The South Carolina State Arsenal ("The Old Citadel") in Charleston, South Carolina was built in 1829 in response to the alleged 1822 slave revolt led by Denmark Vesey. The alleged uprising never came to fruition and Vesey was publicly hanged in 1822. In 1842 the South Carolina Military Academy, a liberal arts military college, was established by the state legislature, and the school took over the arsenal the following year as one of 2 campuses, the other being the Arsenal Academy in Columbia, South Carolina. The school became known as the Citadel Academy because of the appearance of its building. From 1865 to 1881, during Reconstruction, Federal troops occupied the Citadel, and the school was closed. Classes resumed in 1882 and continued in this building until the school was relocated to a new campus on the banks of the Ashley River in 1922.

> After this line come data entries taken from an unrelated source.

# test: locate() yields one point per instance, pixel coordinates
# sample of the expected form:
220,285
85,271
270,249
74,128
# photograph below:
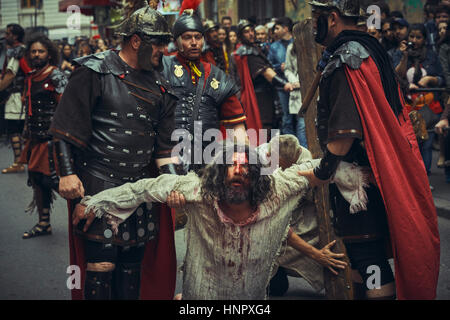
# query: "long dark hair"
48,44
213,176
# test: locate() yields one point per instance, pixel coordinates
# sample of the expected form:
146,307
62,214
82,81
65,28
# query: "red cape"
400,174
248,97
158,275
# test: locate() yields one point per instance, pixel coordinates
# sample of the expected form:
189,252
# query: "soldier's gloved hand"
70,187
176,200
78,215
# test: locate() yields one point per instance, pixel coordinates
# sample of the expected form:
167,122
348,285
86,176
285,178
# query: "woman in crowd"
421,68
444,137
295,96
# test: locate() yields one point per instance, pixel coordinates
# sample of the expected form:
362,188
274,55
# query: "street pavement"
36,269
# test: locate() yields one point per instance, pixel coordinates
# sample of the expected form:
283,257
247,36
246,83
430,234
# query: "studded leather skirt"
140,227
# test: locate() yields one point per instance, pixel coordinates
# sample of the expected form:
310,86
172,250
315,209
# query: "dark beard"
37,63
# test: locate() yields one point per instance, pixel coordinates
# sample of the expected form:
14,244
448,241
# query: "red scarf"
401,177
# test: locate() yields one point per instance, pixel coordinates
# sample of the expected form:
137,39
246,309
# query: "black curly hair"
214,175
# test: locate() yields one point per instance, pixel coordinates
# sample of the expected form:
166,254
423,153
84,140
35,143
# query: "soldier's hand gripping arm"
70,186
273,78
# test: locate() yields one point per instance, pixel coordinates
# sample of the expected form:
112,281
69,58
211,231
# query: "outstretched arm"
324,256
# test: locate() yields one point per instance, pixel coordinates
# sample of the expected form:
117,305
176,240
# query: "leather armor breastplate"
43,106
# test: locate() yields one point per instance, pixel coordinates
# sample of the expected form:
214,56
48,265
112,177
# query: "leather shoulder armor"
351,53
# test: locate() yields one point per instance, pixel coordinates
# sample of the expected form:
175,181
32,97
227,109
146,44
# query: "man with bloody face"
115,118
362,120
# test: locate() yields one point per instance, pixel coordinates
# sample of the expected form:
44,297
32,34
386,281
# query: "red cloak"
158,275
398,168
248,96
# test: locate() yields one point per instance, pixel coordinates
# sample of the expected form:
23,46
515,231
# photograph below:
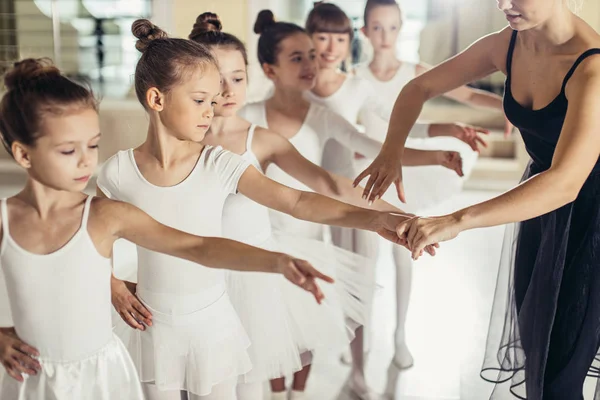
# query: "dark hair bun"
205,23
27,70
145,31
208,22
264,20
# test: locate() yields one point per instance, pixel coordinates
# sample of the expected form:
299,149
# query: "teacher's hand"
422,232
383,171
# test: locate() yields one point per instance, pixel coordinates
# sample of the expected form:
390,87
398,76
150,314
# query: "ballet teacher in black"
545,331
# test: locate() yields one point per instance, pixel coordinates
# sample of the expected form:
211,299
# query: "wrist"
464,219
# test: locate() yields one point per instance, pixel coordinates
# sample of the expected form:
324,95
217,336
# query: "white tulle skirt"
109,374
191,345
284,321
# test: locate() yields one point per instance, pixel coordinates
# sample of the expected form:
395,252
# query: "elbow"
417,89
568,185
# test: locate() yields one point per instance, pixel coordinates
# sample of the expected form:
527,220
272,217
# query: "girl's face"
296,67
331,49
234,81
383,27
65,156
188,109
527,14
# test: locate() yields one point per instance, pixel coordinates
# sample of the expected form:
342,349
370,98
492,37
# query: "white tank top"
387,92
60,302
243,219
320,125
195,205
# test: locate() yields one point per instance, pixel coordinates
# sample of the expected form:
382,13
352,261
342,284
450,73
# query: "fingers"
308,269
369,185
361,176
311,286
400,190
142,313
130,320
25,364
380,186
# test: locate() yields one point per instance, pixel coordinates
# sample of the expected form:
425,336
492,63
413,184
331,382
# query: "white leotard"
61,305
320,125
195,206
196,340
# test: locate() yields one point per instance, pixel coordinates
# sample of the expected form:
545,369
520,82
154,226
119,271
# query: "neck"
45,199
555,32
288,99
166,148
384,61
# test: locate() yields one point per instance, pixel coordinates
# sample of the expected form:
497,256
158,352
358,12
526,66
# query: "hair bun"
145,31
206,22
264,20
24,72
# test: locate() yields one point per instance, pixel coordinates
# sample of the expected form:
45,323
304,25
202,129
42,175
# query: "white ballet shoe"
358,393
279,396
297,395
403,359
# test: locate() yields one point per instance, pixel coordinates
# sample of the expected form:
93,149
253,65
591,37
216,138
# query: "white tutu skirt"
284,321
325,327
109,374
191,345
429,186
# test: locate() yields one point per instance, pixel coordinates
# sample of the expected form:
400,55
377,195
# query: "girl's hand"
301,274
388,229
383,171
17,356
131,310
451,160
421,232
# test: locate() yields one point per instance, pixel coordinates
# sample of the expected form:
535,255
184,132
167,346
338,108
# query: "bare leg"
402,259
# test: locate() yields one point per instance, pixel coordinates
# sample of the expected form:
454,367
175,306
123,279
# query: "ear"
21,154
155,99
269,71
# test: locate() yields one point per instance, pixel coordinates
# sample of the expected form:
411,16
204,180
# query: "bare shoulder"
498,44
586,78
109,212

Frederick Wesner and Edward Brickell White are credited with the Citadel's design. The original State Arsenal building was a two-story brick building around a courtyard, designed by Wesner. White was responsible for changes to the building about 1850, and added the third floor and wings. A fourth floor was added in 1910.

The building was lightly damaged by the 1886 Charleston earthquake, but suffered more serious damage from an 1892 fire which is believed to have begun in a chimney that was cracked in the earlier tremor.

Charleston County used the building for government offices during much of the 20th century. In 1994 a local development firm renovated the building for use as a hotel.